I WHOLEHEARTEDLY agree with Betty G. Price (Commentary page, Jan. 20) on the importance of literacy. I concur that learning to read and write can be a painful and frequently unsuccessful struggle for many children. Few people would disagree that the consequences of illiteracy are grave.

However, a suggestion that reading failure can be attributed to one teaching method (whole language) and eliminated by simple adherence to another method (phonics) is overly simplified and reflects an incomplete understanding of the reading and writing processes, the differences in individual learning styles of children, and the complex and multifaceted nature of reading failure.

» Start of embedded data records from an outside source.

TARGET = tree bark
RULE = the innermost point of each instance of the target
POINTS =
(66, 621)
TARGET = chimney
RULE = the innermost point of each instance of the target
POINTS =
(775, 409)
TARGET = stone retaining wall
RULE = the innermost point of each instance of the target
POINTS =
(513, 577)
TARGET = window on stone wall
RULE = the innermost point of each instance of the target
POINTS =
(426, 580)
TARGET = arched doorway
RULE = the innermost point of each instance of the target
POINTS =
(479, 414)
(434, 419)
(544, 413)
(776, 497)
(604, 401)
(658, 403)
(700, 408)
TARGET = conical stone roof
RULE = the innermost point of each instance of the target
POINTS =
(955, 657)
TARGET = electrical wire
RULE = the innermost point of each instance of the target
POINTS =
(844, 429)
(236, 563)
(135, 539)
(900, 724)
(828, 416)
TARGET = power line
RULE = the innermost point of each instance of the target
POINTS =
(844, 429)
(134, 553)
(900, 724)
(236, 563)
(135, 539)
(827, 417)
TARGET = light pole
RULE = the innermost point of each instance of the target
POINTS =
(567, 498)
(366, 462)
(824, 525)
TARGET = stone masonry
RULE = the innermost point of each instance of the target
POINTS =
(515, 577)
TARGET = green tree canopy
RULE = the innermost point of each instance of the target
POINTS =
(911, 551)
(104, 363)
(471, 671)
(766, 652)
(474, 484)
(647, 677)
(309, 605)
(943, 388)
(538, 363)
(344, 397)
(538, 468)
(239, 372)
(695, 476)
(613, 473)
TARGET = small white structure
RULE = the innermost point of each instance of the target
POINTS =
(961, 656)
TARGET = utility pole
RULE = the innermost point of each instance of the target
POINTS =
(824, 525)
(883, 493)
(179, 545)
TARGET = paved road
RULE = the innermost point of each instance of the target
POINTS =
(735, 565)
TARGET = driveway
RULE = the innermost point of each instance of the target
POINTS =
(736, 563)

There are no more quick fixes or universal cures for reading problems than there are for headaches or cancer or the common cold. A large headline that labels "phonics" as the key for solving literacy, accompanied by a picture of students desperately reaching for this just-out-of-reach key, adds an element of endorsement that smacks of sideshow snake-oil advertisement.

In the past two decades, an explosion of research and knowledge about how children acquire spoken and written language has come from many disciplines, including education, child development, psychology, developmental psycholinguistics, bilingual education and special education. Reading, which used to be viewed as visually based activity or a process dependent on phonic skills, has come to be viewed as a language-dependent process that is developed and refined across the life-span.

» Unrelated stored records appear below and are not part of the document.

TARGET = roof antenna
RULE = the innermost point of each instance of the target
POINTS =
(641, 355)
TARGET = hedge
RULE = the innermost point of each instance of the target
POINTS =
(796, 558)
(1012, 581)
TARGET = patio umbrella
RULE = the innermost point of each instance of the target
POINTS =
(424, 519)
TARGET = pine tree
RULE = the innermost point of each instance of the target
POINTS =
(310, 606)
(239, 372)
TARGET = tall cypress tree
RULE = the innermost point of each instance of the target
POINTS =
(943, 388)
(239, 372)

Writing, like reading, is a complex cognitive process that reflects a child's cognitive holdings, and knowledge of the interaction between the form of language (sounds, grammar rules), the uses of language and, most importantly, the meaning of language. Whole language is not merely a new label for outmoded "look-say" or "look and guess" teaching methods. Rather, it is an integrated and theoretically based model of teaching that reflects the vast recent research findings of scientists from many fields.

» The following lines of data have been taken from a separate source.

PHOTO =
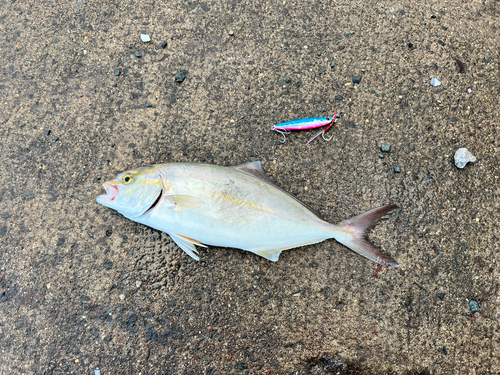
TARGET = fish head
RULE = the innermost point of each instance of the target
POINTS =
(133, 193)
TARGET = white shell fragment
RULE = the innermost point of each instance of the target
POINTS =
(435, 82)
(463, 156)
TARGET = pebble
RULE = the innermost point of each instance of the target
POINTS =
(435, 82)
(473, 306)
(179, 77)
(463, 156)
(242, 366)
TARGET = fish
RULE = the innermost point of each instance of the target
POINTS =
(200, 205)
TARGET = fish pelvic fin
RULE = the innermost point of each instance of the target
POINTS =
(351, 233)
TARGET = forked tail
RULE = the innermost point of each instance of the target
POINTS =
(351, 233)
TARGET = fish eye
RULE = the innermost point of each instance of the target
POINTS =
(127, 179)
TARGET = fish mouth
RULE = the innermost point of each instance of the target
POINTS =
(111, 190)
(154, 203)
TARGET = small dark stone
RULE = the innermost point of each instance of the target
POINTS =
(443, 350)
(179, 77)
(156, 286)
(473, 306)
(132, 319)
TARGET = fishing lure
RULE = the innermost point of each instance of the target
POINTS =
(302, 124)
(323, 131)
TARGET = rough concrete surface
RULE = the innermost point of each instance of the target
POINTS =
(84, 289)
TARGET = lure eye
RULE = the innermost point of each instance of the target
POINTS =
(127, 179)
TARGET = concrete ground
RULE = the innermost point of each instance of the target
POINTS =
(84, 289)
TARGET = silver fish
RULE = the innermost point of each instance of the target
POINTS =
(238, 207)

Whole language is not a fad. It is a move away from methods that attempt to teach language by breaking it into fragments that do not carry meaning.

It is a move toward methods that emphasize meaning and comprehension of whole stories, not just surface-level decoding or translating letters to sounds or syllables or words. Whole-language teaching shows children that even small changes in spelling or grammar do change the meaning of a message.

Children are not taught to misspell. They are encouraged to write. My first-grader has been a more prolific writer in her first year and a half of school than most of us were our first eight years.

Children do get specific feedback about the rules of spelling and grammar and pronunciation, but not in isolated tasks. Because they are encouraged to use language in creative and meaningful ways, to communicate messages of importance to authentic audiences without fear of editorial red ink, children come to love writing rather than dread spelling and grammar. Children are allowed to read for content and cohesion without having each tiny mistake corrected.

Newspaper publishers, who only stand to sell more papers if more children leave our schools with decent literacy skills and a love of written language, bear a responsibility to the public, and particularly to children, who lack political clout. Teaching reading and writing is far too important to be politicized or commercialized by grown-ups who already know how to read.

Topics like gun control, abortion and other social hot potatoes may lend themselves to political debate on the editorial pages of newspapers. Surface treatments of complex issues such as literacy mislead and worry the public, who may know about teaching only from a personal historical perspective.

The teachers and principals who have embraced a "whole-language" perspective have not jumped on some new passing bandwagon. In my experience, they have made well-informed decisions about how best to teach.

The teachers who have taught my children have made learning so interesting, so rich, so broad and deep, that I have wanted to be back in first and fourth grades again. Perhaps a series of in-depth investigative reports about innovative programs in schools that included interviews with teachers, parents, children and administrators would do more to educate those who value literacy than false promises and potentially divisive commentary articles.

Claire M. Waldron is an assistant professor at Radford University.